William Hartford et sa femme Alice mènent une vie banale d’un jeune couple new yorkais. Aussi, lorsque Alice révèle à son mari ses fantasmes adultères, William, dévoré par cette troublante confession, cède à la jalousie et au jeu de la tentation. Il entame alors un périple nocturne où ses obsessions le conduisent en des lieux étranges et mystérieux…
Point final d’une carrière hors pair dans le 7e Art, Eyes Wide Shut marque les adieux de Stanley Kubrick, certainement un des réalisateurs les plus fascinants qui soient. Cet opus, tiré d’une courte nouvelle de Schnitzler, se présente comme le voyage initiatique d’un médecin découvrant un monde d’ambivalences sexuelles et morale, suite à l’effondrement de ses certitudes concernant la « fidélité » de son épouse.
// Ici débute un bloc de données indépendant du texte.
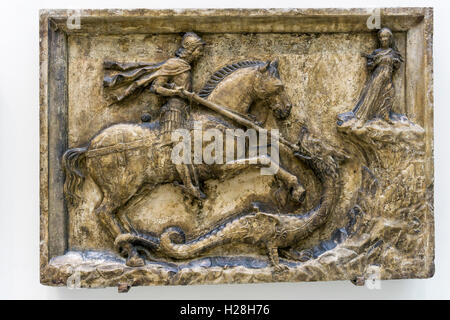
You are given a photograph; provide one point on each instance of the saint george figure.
(168, 79)
(377, 97)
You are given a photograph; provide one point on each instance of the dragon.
(272, 231)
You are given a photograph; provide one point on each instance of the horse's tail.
(73, 163)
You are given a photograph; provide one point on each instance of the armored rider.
(168, 79)
(175, 112)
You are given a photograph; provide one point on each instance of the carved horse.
(124, 158)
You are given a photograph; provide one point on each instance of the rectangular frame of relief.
(416, 23)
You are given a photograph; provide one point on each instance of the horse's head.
(268, 86)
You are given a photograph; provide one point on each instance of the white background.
(19, 177)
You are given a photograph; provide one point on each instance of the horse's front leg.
(292, 183)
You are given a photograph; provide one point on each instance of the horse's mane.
(221, 74)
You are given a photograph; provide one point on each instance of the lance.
(238, 118)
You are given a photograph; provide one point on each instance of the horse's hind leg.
(107, 215)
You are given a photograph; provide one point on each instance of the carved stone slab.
(340, 189)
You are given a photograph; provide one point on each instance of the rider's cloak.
(124, 79)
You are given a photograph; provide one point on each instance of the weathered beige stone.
(381, 216)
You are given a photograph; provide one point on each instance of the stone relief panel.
(328, 176)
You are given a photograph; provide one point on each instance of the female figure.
(377, 97)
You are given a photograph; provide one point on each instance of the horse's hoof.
(135, 261)
(281, 268)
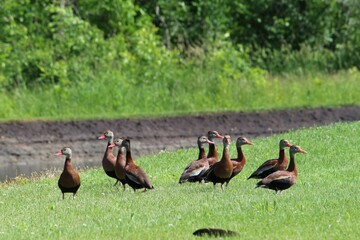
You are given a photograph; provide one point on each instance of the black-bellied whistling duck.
(135, 176)
(221, 171)
(69, 181)
(273, 165)
(194, 170)
(281, 180)
(120, 161)
(213, 156)
(239, 162)
(109, 158)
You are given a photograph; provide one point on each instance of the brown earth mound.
(26, 147)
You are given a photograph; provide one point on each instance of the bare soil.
(27, 147)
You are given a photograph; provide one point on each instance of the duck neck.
(292, 165)
(241, 156)
(212, 151)
(121, 156)
(282, 155)
(202, 153)
(129, 159)
(68, 165)
(226, 154)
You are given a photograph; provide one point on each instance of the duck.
(120, 161)
(282, 179)
(194, 170)
(109, 159)
(273, 165)
(213, 156)
(69, 181)
(239, 162)
(135, 176)
(221, 171)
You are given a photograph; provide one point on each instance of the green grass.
(184, 91)
(323, 204)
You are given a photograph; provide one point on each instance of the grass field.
(323, 204)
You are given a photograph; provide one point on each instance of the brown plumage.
(239, 162)
(194, 170)
(213, 155)
(284, 179)
(69, 181)
(109, 158)
(120, 161)
(221, 171)
(135, 176)
(273, 165)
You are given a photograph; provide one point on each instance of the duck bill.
(59, 153)
(209, 142)
(102, 137)
(250, 143)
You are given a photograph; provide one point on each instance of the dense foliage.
(164, 57)
(58, 42)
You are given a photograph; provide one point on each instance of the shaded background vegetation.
(166, 47)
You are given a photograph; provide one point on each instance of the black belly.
(67, 189)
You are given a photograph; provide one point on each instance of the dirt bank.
(27, 147)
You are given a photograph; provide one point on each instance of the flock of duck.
(275, 174)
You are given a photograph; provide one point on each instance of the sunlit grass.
(323, 204)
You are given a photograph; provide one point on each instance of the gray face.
(296, 149)
(226, 140)
(126, 144)
(213, 134)
(118, 142)
(242, 141)
(66, 151)
(284, 143)
(109, 134)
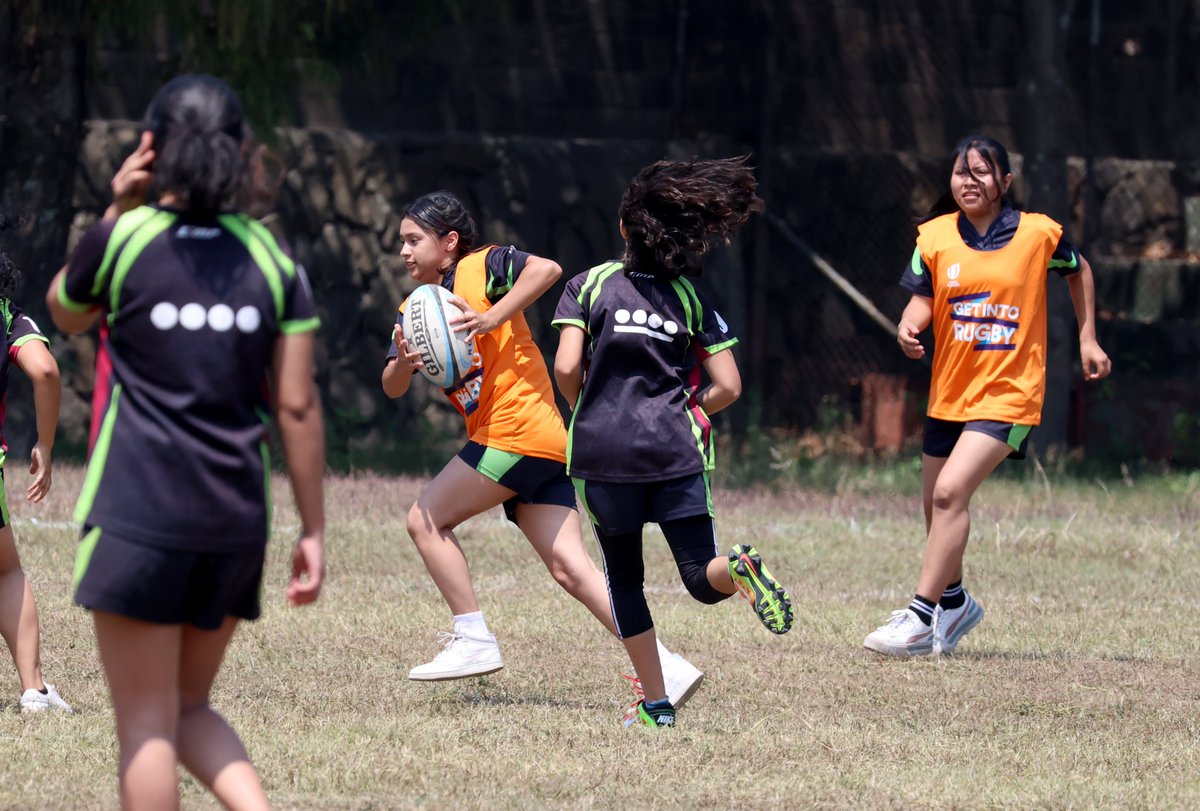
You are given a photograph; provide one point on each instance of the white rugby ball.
(447, 358)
Le film met en parallèle les rêves érotiques, les occasions manquées et la réalité avec une grande finesse psychologique: transposé dans le New York de la fin du dernier millénaire, le héros vit des aventures nocturnes (sans pour autant passer à l’acte d’adultère) tandis que sa femme se nourrit de fantasmes autour d’une rencontre fortuite, faite avec un inconnu, des années plus tôt. La belle photographie de Larry Smith, associée à une BO envoutante, participe au puzzle narratif trouble dans lequel nous sommes conviés: Kubrick usant d’une maitrise de la caméra assez incroyable pour signifier les recoins les plus obscurs du désir humain et ses complexités. La volonté de faire « voyeuriste » (notamment dans la longue séquence de l’orgie masquée) prend le pas sur la suggestion et à la première vision, Eyes Wide Shut semble habité par du vide. C’est le type de films à revoir au moins deux fois pour en saisir quelque chose de palpable. Le travail sur les couleurs (le rouge pour la tentation et le sexe, le jaune pour la trahison, le bleu pour le danger et la peur) est poussé à un point de perfectionnisme remarquable.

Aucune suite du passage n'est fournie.